Pero William levantó una mano. Su voz era firme, absoluta. —Eso puede esperar.
Su mirada se desvió hacia el Anciano Liam, que estaba no muy lejos. —Liam, mira si puedes recopilar sus recuerdos usando los Cristales de Memoria. De cada Direkin, de cada caído, sin importar lo destrozados que estén. Quiero que se extraigan sus últimos pensamientos, sus últimas visiones. Además, reúne un equipo de inmediato para trazar un mapa completo de esta ciudad. Cada runa, cada camino oculto, cada cámara subterránea. No dejen nada sin revisar. Quiero todo en mi escritorio en dos días.
—Sí, Presidente. —El Anciano Liam inclinó la cabeza e inmediatamente comenzó a dar órdenes a los Cazadores que habían llegado al borde del campo de batalla. Los equipos se dispersaron rápidamente por las calles en ruinas, recogiendo cadáveres, runas destrozadas y fragmentos de memoria.
William dirigió entonces su atención al Anciano Owen y a los ancianos del Gremio Loto Negro, con la mirada afilada pero respetuosa. —Anciano Owen, creo que usted y sus compañeros comprenden la urgencia de esta situación. La aparición de los Direkins ya era preocupante de por sí, pero ahora… los demonios se han mostrado. El Dominio Medio se encuentra al borde de algo mucho más oscuro.

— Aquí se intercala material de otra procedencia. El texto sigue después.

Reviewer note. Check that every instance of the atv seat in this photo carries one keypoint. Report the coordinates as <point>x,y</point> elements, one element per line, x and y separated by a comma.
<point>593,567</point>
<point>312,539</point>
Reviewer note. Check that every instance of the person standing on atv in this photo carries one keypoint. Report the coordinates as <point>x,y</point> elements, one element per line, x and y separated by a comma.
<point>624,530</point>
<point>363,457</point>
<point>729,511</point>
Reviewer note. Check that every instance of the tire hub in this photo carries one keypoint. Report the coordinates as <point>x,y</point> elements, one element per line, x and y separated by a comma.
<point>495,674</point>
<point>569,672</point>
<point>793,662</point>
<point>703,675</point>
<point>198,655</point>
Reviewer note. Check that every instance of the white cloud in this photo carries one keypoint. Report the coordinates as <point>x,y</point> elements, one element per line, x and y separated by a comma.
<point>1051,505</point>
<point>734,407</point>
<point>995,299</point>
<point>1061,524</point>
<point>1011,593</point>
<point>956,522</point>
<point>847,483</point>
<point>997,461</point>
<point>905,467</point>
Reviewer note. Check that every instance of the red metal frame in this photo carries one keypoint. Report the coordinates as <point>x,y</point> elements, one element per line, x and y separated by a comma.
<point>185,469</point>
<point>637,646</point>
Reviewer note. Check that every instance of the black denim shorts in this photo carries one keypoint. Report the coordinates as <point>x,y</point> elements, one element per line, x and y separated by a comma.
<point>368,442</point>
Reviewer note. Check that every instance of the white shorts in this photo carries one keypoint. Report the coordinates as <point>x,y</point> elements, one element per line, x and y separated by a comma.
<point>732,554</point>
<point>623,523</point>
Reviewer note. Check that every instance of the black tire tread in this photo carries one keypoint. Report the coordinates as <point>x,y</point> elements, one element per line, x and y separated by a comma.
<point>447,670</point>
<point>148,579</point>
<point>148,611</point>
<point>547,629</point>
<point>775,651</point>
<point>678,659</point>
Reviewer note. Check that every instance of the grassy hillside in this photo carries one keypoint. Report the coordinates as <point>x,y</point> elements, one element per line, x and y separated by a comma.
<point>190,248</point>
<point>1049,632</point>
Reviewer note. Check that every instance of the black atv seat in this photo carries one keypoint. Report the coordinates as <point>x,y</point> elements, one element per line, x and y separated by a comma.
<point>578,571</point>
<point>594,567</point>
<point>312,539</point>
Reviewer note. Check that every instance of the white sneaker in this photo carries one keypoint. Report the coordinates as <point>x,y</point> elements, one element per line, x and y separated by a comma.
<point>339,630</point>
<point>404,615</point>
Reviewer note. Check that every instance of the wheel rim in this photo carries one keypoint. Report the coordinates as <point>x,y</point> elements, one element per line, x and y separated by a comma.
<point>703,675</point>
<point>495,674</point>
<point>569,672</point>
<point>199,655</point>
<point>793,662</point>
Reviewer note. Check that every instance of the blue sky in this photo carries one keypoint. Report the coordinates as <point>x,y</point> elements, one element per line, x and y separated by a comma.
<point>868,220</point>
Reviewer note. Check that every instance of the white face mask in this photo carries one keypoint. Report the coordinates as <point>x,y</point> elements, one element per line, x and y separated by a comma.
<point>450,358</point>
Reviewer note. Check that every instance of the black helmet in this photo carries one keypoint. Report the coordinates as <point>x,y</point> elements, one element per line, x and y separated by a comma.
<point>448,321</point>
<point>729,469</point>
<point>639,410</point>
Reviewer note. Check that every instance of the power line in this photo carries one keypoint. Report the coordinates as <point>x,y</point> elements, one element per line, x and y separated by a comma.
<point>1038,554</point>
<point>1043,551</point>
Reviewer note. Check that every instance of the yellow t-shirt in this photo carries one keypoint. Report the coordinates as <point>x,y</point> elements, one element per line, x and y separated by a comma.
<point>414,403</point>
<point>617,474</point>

Hizo una pausa y luego continuó con un peso deliberado en su voz. —Sé que la historia de su Gremio Loto Negro se remonta a mucho antes que la de mi Asociación de Cazadores. Sus archivos guardan verdades olvidadas hace mucho por otros. Por eso solicito su presencia en la reunión que voy a convocar dentro de una semana en mi cuartel general. Las Siete Fuerzas Supremas estarán presentes.
Sus palabras resonaron como una declaración de guerra. Una reunión de los siete Señores Supremos no era algo que se convocara a la ligera; era la señal de un acontecimiento que sacudiría una era.
El Anciano Owen, cuya túnica negra aún humeaba ligeramente con restos de la batalla, asintió con gravedad. —Lo entiendo. Esto ya no es una cuestión de gremios o alianzas. Concierne a la supervivencia de todo el Dominio Medio. —Inclinó ligeramente la cabeza—. Transmitiré este mensaje al Señor Elijah.
La expresión de William no cambió, pero sus ojos se endurecieron aún más. —Bien. Entonces nos preparamos para lo que viene.